Researchers have confirmed that the A H7N9 bird flu virus, which began in February 2013, was transmitted from chickens at a wet poultry market to humans, according to a new study published in the The Lancet.
Wet markets, which are common in Asian countries, are live animal markets.
A H7N9 avian influenza (bird flu) has already infected around 108 people and killed 22 in several different parts of China since its emergence. The first reported case of human illness was in the Shanghai region, however, since then A H7N9 has spread south to the province of Zhejiang and north to Beijing.
Following the admission to hospital of a 39 year old patient infected with the A H7N9 virus, a team of researchers, led by Professor Lanjuan Li, of Zhejiang University, Hangzhou, China, and Professor Professor Kwok-Yung Yuen of the University of Hong Kong, China, carried out retrospective testing among a total of 486 patients who reported symptoms of respiratory infection.
The tests showed that three of the patients were infected with the H7N9 virus. They carried out further tests to more clearly define the clinical symptoms of the disease.
As all of the infected patients had been exposed to poultry, they set out to determine whether the virus could have been transmitted from the poultry-to-humans. The researchers took cloacal swabs from chickens, quails, pigeons and ducks across six poultry markets where the patients had been to.
Forty percent of the pigeons as well as 20 percent of the chickens were tested positive for H7N9.
The team compared the genetic makeup of the H7N9 bird flu virus of one of the patients with an H7N9 isolate from one of the chickens – they found a number of similarities that suggest the virus was transmitted from the chickens.
For the first time since this outbreak started, researchers can now confirm that there is definite bird-to-human transmission for the H7N9 bird flu virus.
The authors concluded that the virus is currently unable to transmit between humans. After carefully monitoring 303 of the patient’s household and workplace contacts, none of them had developed the A H7N9 bird flu-like symptoms.
The scientists added that the virus does have the ability to adapt and to become human transmissible. If that were to occur, it would probably be less deadly.
Co-lead author of the study, Professor Kwok-Yung Yuen said:
“Overall, the evidence, in terms of epidemiology and virology, suggests that it is a pure poultry-to-human transmission, and that controlling [the epidemic in humans] will therefore depend on controlling the epidemic in poultry.”

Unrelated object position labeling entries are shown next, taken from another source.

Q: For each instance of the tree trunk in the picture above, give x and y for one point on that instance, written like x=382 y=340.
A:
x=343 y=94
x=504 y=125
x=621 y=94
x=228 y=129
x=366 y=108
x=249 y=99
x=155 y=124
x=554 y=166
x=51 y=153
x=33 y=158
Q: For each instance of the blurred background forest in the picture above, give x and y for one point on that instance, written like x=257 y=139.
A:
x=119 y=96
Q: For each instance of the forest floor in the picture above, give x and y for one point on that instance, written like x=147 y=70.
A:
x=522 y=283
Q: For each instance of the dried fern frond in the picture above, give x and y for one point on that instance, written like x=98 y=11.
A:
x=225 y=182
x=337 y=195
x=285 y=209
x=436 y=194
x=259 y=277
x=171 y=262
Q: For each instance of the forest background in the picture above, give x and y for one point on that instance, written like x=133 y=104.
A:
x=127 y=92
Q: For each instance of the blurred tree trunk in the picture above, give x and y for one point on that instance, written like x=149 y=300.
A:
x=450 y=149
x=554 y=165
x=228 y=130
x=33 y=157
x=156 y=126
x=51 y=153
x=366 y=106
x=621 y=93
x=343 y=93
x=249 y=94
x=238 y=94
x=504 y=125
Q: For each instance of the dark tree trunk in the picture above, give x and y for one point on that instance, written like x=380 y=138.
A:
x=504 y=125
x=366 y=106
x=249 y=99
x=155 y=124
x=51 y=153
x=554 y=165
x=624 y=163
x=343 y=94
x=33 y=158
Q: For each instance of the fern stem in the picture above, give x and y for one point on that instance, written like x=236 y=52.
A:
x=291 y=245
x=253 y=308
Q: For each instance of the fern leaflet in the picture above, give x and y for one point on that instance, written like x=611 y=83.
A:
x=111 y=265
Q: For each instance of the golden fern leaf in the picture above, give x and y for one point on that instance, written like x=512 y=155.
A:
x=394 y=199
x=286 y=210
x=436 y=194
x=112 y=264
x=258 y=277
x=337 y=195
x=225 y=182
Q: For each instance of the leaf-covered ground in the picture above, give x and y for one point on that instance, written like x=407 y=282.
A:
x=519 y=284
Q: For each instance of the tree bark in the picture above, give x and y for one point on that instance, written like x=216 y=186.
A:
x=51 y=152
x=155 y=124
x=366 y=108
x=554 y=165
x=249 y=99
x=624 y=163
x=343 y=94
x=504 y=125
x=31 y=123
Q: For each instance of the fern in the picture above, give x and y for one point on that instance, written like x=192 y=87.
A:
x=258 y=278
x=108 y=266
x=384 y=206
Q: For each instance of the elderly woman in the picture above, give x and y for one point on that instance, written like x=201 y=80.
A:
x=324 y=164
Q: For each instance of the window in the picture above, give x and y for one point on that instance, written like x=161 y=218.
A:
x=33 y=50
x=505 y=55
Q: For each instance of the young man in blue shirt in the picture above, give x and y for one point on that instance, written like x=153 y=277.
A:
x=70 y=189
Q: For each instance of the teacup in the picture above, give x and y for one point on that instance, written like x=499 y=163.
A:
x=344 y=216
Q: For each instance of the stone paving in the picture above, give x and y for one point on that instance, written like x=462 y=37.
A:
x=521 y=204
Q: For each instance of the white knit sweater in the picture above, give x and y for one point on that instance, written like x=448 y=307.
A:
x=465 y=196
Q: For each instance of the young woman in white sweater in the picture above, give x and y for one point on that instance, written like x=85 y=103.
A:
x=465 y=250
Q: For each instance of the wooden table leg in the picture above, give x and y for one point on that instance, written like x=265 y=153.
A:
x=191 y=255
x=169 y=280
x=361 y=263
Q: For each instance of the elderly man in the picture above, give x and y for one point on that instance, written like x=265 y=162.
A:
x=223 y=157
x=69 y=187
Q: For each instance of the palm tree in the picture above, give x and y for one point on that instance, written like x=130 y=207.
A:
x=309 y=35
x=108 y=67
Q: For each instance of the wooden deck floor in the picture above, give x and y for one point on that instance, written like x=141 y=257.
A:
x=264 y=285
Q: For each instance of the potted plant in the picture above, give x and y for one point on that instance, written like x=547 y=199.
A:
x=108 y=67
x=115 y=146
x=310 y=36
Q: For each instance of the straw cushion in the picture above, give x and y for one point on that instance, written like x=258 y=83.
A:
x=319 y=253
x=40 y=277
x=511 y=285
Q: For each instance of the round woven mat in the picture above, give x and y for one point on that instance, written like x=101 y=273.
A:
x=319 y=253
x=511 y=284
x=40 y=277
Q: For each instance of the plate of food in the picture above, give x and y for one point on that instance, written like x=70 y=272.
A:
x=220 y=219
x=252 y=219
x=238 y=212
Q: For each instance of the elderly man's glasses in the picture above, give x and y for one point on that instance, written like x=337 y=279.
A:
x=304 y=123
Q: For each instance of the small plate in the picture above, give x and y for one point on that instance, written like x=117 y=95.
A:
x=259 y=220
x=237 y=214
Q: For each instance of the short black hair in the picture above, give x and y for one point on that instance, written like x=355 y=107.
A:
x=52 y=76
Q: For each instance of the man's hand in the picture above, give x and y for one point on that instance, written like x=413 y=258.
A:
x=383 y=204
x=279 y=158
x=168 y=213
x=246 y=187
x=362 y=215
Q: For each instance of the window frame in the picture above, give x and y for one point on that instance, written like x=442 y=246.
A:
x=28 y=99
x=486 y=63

The researchers noted a similarity between the symptoms of the H7N9 bird flu virus and the H5N1 bird flu virus, in which infected patients develop high fever and have difficulty breathing.
The authors concluded:
“Aggressive intervention to block further animal-to-person transmission in live poultry markets, as has previously been done in Hong Kong, should be considered. Temporary closure of live bird markets and comprehensive programmes of surveillance, culling, improved biosecurity, segregation of different poultry species, and possibly vaccination programmes to control H7N9 virus infection in poultry seem necessary to halt evolution of the virus into a pandemic agent.”
Replikins Ltd, from Boston, USA, is working on two completely synthetic vaccine candidates, one of which targets H7N9 alone.
A team of scientists from MIT wrote in the journal Cell (June 2013) that the H7N9 and H5N1 bird flu virus strains need only one or a few genetic mutations to become easily human transmissible, which would raise the likelihood of there being a flu pandemic.